La fisionomia che sta assumendo l’ecologia politica italiana si radica dunque nella storia delle lotte ambientali nel paese, nel legame tra i conflitti attuali e la lunga elaborazione che ha portato una parte del movimento operaio a occuparsi delle problematiche ecologiche. Inoltre, negli ultimi decenni si sono anche susseguiti centinaia di casi di conflitti ecologici, processi in cui le comunità locali si trovavano in opposizione agli interessi di grandi compagnie e lo stato interveniva per sottrarre alla politica locale la capacità decisionale. Il numero e le modalità indicano una trasformazione della società locale e anche un mutamento nella percezione del problema. Dentro queste esperienze si è consumato un passaggio importante verso la consapevolezza che la critica al sistema di produzione e consumo capitalista deve accogliere al suo interno anche un ragionamento sulla riproduzione della vita. Non a caso, la traduzione di Pluriverse viene pubblicata poco dopo che Fridays for Future e più in generale i movimenti per la giustizia climatica hanno dimostrato come sia possibile costruire grandi rivendicazioni politiche sul mutamento climatico, come non sia più un problema percepito come lontano nel tempo o astratto. In questo contesto è anche molto più semplice osservare come i movimenti femministi e decoloniali esprimano le stesse rivendicazioni che emergono dai conflitti ambientali, come sia impossibile scindere le varie problematiche.

 

Un dizionario oltre la crisi

Se il legame tra l’ecologia politica come spazio di dibattito accademico e le esperienze di conflittualità sociale radicate nei territori non è una novità assoluta, nel contesto attuale di trasformazione del capitalismo e delle sue forme di opposizione la questione ecologica assume un valore politico anche perché aggiorna l’analisi sul mutamento sociale determinato dalle crisi in corso (climatica, sanitaria, economica). Un dizionario del post-sviluppo che raccoglie quelle che sono state e sono le esperienze globali di elaborazione critica, di lotta e costruzione di immaginari altri si rivela particolarmente utile in questo contesto.

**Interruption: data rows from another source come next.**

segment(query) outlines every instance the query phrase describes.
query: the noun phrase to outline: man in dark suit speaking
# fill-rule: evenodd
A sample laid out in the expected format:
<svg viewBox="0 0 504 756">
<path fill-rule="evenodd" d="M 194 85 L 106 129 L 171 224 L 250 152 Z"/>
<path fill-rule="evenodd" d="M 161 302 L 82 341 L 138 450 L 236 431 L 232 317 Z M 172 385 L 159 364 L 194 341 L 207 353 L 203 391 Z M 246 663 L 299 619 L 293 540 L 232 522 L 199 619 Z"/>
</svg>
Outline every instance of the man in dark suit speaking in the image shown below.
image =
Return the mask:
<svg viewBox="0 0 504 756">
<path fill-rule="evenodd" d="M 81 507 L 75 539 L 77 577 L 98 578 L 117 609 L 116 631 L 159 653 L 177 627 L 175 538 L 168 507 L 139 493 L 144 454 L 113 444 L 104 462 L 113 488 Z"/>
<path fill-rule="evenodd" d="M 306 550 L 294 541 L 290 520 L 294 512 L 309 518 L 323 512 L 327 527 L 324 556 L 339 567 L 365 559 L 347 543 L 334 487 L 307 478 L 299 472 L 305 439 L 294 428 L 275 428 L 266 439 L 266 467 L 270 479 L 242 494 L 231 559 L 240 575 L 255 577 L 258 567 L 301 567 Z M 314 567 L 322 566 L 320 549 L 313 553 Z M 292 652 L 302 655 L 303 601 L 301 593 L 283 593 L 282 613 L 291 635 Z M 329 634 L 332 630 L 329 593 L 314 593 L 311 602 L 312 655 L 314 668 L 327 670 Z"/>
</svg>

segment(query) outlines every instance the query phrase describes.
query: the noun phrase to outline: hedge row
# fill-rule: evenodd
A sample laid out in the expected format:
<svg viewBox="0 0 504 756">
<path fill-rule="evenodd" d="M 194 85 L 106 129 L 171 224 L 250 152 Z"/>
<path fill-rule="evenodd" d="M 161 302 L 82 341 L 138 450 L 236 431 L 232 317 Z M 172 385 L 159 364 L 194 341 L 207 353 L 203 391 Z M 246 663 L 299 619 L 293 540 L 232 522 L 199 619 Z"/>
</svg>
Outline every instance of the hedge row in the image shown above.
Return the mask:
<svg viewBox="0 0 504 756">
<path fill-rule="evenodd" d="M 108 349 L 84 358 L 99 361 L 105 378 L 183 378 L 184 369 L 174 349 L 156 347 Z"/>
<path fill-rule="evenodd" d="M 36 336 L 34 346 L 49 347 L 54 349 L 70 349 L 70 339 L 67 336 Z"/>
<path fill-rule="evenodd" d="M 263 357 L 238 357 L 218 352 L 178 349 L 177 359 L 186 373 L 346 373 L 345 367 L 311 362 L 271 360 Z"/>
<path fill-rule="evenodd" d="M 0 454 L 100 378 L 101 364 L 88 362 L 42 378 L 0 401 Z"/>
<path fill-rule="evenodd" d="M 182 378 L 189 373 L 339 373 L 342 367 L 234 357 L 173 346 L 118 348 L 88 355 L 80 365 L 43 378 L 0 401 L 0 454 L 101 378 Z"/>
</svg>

I curatori del volume, nella loro introduzione, ricorrono a una citazione di Antonio Gramsci per definire la crisi, una citazione che negli ultimi anni è stata ripresa in varie occasioni per la capacità di sintetizzare anche la dinamica tra proposte di mutamento e processi di conservazione: «il vecchio sta morendo e il nuovo non può nascere». Rispetto a questa visione, la tesi di fondo che ha guidato la raccolta dei testi è che la novità in realtà stia emergendo con una modalità che si discosta dalla storia delle utopie moderne. L’elemento di maggiore novità è dato dal fatto che la maggior parte delle parole che potremmo introdurre nel nostro vocabolario del mutamento si formano e nutrono in quello che il dibattito postcoloniale ha definito come il margine: la linea di esclusione permanente che ormai include la maggior parte degli abitanti del pianeta, separandoli dalla ricchezza accumulata. Molte di queste esperienze politiche che si sono affermate negli ultimi decenni hanno faticato a ottenere un riconoscimento, ma stanno anche fornendo delle grandi occasioni per il cambiamento.

L’idea di realizzare una versione italiana del testo deriva dunque anche dalla volontà di discutere delle novità che stanno emergendo, dalle esperienze politiche e dalle contraddizioni interne al sistema, seguendo una tesi già avanzata da Samir Amin, per cui l’innovazione proviene sempre dalla periferia e si trasferisce al centro di un sistema sociale quando assume la capacità di diventare egemone. Oggi sono cambiate sensibilmente le differenziazioni territoriali e le geografie del capitale, in un processo per cui i margini di esclusione non possiedono più solo il connotato dato dall’eredità coloniale della differenza tra Nord e Sud globali, ma si riproducono continuamente lungo le gerarchie stabilite di classe, genere e razza anche all’interno di quelli che erano i centri dell’accumulazione capitalista e verso cui venivano diretti i frutti della spoliazione coloniale.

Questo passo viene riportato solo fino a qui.